Outre toutes ces conséquences physiques pour les poulets, il y a la question de l'autonomie
corporelle. Quand une poule pond un œuf, pourquoi pensons-nous avoir droit à quelque chose que
son corps a créé? Au lieu de voler ce qui leur appartient, la meilleure chose à faire serait de nourrir
les poules aux œufs - les œufs sont généralement leur friandise préférée, et cela permet de restituer
aux corps d'où ils proviennent les nutriments essentiels épuisés.
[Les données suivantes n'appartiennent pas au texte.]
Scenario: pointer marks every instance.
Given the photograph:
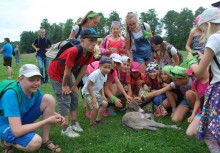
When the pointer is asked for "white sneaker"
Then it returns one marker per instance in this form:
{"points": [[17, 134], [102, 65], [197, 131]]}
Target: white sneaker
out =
{"points": [[77, 127], [69, 133]]}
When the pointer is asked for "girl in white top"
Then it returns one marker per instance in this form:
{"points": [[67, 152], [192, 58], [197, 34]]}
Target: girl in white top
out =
{"points": [[208, 128]]}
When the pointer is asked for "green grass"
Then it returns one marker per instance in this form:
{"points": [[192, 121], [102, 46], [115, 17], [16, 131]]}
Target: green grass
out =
{"points": [[113, 137]]}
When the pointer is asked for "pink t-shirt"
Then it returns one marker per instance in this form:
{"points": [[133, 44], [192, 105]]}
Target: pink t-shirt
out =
{"points": [[92, 67], [200, 87]]}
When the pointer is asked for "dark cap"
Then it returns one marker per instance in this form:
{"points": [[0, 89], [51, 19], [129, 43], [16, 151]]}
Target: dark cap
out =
{"points": [[156, 40], [89, 33], [105, 59]]}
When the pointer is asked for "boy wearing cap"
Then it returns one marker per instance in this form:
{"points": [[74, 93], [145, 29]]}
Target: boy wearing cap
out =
{"points": [[181, 82], [113, 86], [93, 91], [17, 127], [66, 91]]}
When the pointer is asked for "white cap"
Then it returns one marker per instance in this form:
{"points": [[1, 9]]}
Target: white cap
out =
{"points": [[29, 70], [210, 15], [124, 58], [116, 58]]}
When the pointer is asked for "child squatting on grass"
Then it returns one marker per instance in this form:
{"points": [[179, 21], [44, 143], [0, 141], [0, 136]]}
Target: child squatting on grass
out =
{"points": [[93, 91], [17, 123]]}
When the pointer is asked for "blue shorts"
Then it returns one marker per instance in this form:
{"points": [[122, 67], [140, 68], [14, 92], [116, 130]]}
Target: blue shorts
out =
{"points": [[29, 117], [185, 103]]}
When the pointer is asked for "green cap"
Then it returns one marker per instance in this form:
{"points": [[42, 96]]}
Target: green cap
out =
{"points": [[167, 68], [178, 72], [99, 39]]}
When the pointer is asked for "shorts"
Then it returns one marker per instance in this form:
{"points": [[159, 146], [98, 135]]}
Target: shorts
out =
{"points": [[7, 61], [66, 103], [185, 103], [33, 114], [88, 99]]}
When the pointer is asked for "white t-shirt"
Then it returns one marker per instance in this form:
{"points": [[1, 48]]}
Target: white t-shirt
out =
{"points": [[98, 80], [213, 43]]}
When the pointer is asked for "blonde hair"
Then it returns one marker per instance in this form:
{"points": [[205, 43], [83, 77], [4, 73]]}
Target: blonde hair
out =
{"points": [[211, 29], [85, 18]]}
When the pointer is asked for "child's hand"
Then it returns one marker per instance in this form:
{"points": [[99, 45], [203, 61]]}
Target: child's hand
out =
{"points": [[190, 119]]}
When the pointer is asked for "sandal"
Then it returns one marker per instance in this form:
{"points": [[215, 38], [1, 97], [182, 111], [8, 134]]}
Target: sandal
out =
{"points": [[54, 149], [6, 149]]}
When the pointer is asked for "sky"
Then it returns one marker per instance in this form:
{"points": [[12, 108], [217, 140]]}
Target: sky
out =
{"points": [[17, 16]]}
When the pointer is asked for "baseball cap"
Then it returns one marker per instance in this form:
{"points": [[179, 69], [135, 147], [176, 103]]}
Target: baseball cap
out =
{"points": [[167, 68], [29, 70], [89, 33], [197, 19], [210, 15], [116, 58], [156, 40], [105, 59], [135, 67], [124, 58], [178, 72]]}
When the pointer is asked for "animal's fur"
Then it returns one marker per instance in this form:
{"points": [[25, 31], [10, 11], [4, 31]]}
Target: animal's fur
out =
{"points": [[136, 119]]}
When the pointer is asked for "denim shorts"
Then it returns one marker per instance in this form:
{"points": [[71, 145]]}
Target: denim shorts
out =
{"points": [[88, 99]]}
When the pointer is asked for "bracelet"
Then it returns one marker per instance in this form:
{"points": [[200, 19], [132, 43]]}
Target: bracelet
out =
{"points": [[113, 99], [142, 98]]}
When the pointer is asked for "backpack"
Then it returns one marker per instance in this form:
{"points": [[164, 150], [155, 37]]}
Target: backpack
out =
{"points": [[178, 53], [57, 49], [12, 84]]}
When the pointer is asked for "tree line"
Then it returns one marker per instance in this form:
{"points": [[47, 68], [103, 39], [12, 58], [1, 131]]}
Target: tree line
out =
{"points": [[174, 27]]}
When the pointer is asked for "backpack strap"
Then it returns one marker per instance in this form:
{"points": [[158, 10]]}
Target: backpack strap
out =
{"points": [[78, 33]]}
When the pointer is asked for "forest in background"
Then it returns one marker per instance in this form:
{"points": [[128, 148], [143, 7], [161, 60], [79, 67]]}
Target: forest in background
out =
{"points": [[174, 27]]}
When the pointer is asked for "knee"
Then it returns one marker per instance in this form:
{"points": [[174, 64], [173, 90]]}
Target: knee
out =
{"points": [[35, 144]]}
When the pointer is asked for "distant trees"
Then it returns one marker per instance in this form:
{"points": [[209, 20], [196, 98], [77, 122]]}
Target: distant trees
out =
{"points": [[174, 27]]}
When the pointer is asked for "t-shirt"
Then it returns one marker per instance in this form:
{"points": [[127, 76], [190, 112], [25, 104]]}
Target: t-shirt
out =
{"points": [[213, 42], [7, 50], [11, 107], [182, 88], [56, 68], [98, 80]]}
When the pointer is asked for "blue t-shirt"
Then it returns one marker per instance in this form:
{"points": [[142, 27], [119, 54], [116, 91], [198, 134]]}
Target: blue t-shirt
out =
{"points": [[7, 50], [9, 103]]}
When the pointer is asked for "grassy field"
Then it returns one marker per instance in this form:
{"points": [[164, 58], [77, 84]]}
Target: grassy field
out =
{"points": [[113, 137]]}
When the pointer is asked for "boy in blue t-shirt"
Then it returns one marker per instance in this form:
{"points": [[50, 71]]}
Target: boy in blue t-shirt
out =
{"points": [[17, 126]]}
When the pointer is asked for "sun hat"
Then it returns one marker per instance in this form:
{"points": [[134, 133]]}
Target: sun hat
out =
{"points": [[167, 68], [29, 70], [105, 59], [116, 57], [89, 33], [124, 58], [178, 72], [135, 67], [152, 67], [210, 15], [156, 40], [197, 19]]}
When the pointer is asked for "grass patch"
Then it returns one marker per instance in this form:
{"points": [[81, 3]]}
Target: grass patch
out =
{"points": [[113, 137]]}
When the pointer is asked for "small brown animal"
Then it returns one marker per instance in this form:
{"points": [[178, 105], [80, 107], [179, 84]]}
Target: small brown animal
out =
{"points": [[136, 119]]}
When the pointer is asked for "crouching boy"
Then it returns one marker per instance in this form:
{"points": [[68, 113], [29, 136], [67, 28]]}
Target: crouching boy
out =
{"points": [[93, 90]]}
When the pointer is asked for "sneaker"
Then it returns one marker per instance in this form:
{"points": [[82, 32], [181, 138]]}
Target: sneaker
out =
{"points": [[69, 133], [88, 114], [77, 127], [111, 111], [105, 113]]}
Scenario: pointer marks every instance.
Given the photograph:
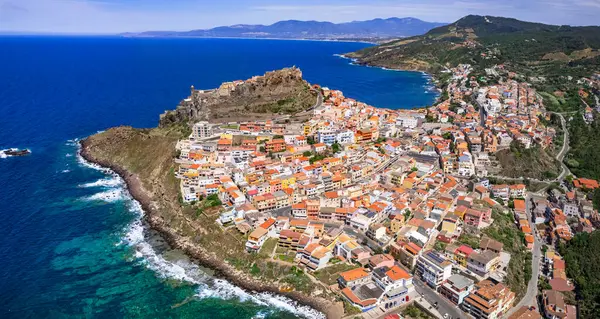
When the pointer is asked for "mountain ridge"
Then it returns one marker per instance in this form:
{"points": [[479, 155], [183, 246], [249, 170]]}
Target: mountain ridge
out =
{"points": [[484, 41], [296, 29]]}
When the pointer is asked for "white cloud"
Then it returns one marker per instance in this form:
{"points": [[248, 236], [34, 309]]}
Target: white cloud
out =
{"points": [[109, 16]]}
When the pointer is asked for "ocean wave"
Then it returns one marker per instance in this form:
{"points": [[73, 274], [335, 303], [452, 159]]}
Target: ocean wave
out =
{"points": [[222, 289], [113, 181], [182, 269], [110, 196]]}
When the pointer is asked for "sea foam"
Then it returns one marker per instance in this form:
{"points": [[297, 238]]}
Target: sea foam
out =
{"points": [[182, 270]]}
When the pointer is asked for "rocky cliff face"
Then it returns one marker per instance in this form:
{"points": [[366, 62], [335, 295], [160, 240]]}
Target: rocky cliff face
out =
{"points": [[277, 92]]}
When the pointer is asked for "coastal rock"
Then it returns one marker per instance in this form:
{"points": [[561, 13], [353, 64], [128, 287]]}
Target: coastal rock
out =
{"points": [[144, 159], [278, 92]]}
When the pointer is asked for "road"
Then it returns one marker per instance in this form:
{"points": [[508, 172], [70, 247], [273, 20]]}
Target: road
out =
{"points": [[444, 306], [530, 298], [561, 155]]}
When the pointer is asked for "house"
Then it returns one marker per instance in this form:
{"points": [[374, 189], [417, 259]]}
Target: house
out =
{"points": [[389, 288], [314, 256], [461, 255], [381, 260], [406, 253], [555, 306], [456, 288], [353, 278], [517, 190], [478, 217], [489, 300], [526, 313], [484, 262], [256, 239], [585, 183], [433, 268], [487, 243], [349, 249]]}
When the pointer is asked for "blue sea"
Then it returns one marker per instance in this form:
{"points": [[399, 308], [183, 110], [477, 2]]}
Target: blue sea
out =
{"points": [[72, 243]]}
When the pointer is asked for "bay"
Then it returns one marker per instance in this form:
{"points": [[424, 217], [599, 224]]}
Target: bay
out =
{"points": [[72, 242]]}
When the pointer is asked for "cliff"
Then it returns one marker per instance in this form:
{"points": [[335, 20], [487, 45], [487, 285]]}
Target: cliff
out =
{"points": [[144, 158], [277, 92], [484, 41]]}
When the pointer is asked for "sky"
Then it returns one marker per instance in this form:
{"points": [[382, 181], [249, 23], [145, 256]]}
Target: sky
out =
{"points": [[114, 16]]}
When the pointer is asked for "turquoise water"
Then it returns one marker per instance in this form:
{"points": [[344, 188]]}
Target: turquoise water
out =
{"points": [[72, 242]]}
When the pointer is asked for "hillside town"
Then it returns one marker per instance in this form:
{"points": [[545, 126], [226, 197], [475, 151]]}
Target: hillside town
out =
{"points": [[402, 206]]}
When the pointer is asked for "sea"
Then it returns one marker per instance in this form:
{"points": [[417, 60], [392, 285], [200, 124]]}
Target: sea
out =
{"points": [[72, 244]]}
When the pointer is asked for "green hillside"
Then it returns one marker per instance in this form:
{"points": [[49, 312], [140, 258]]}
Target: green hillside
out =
{"points": [[532, 48]]}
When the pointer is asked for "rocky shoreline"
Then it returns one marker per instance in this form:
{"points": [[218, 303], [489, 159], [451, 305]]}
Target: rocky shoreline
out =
{"points": [[204, 258]]}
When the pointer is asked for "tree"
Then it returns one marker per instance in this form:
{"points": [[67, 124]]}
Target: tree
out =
{"points": [[596, 198], [440, 246], [336, 147]]}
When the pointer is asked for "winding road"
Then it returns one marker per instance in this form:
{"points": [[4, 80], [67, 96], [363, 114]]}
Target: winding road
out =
{"points": [[532, 287]]}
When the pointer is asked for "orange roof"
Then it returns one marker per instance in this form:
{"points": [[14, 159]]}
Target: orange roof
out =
{"points": [[354, 299], [529, 238], [396, 273], [354, 274], [519, 204], [266, 225]]}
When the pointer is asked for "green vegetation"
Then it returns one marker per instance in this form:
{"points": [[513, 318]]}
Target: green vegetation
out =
{"points": [[330, 274], [212, 201], [298, 279], [439, 246], [336, 147], [582, 256], [583, 158], [415, 312], [504, 230], [532, 49], [149, 155], [568, 102], [469, 240], [349, 309], [316, 158], [533, 162]]}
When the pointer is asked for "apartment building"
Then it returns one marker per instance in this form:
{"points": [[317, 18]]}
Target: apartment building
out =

Trudy était tellement excitée à propos d'un festin aux œufs qu'elle a sauté dessus pour le manger de
ma main!
Pour une raison quelconque, les humains pensent que vous pouvez exploiter et manipuler les corps
et même les gènes de non-humains au cours de millénaires. Ensuite, lorsque ces corps exploités
fonctionnent comme les humains le souhaitent, nous pouvons affirmer que ce qu'ils font est
«naturel» et continuer à les utiliser. (On parle souvent d'aide sociale et de traitement autant qu'on
veut aller…).

C'est foutu, une tactique tout à fait sortie du livre de jeu Humane Myth… et c'est pourquoi les œufs
sont intrinsèquement contraires à l'éthique pour la consommation humaine, quelle que soit leur
origine.

Manger des œufs de poule ou permettre à d’autres êtres humains de le faire perpétue ce système
d’exploitation et normalise la violence, y compris la violence incarnée par la domestication.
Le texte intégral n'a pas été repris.